TOTAL Trading and Shipping a présenté une démarche de reprise de référentiel sous Corporate Modeler.

Le groupe SIDEL (emballage et process alimentaire) a exposé un projet impliquant très fortement le management du groupe : avec le « process office» qui rend compte au comité directeur, les priorités sont gérées en fonction de la stratégie du groupe, et les indicateurs processus font partie de la balanced score card du groupe.

RENAULT Consulting a eu une approche de dématérialisation documentaire en « libre service » pour les différentes entités du groupe, tout en formalisant un outil pour évaluer avec précision « le degré de maturité » d’un processus cible, sa capacité à répondre au niveau idéal de l’attente.

ALSTOM Transport a présenté la démarche de prise en compte maximale des processus cibles au sein d’un SI, avec une volonté de quantifier en pourcentage le niveau de conformité du SI ainsi développé par rapport à la cible. L’approche du partage des responsabilités dans la phase de « Go live » a également été développée.
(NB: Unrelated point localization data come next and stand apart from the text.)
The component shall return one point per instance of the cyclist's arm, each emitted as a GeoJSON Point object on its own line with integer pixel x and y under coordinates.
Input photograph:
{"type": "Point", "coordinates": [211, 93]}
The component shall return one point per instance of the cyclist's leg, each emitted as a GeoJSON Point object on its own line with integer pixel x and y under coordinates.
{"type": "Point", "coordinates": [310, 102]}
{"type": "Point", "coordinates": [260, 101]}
Enfin, la POSTE groupe courrier a insisté sur l’utilité d’un « indicateur de destruction de valeur par le SI » qui peut être utilisé pour définir les processus sur lesquels une DSI doit travailler en priorité : (valeur pour l’entreprise de chaque processus) * (nombre de processus perdus du fait de l’indisponibilité ou de la non-conformité du SI).

En conclusion, le président du congrès, Jean-François PIRUS, président de BPMS a résumé les retours sur investissements des projets BPMS et listé les facteurs clés de succès pour y parvenir.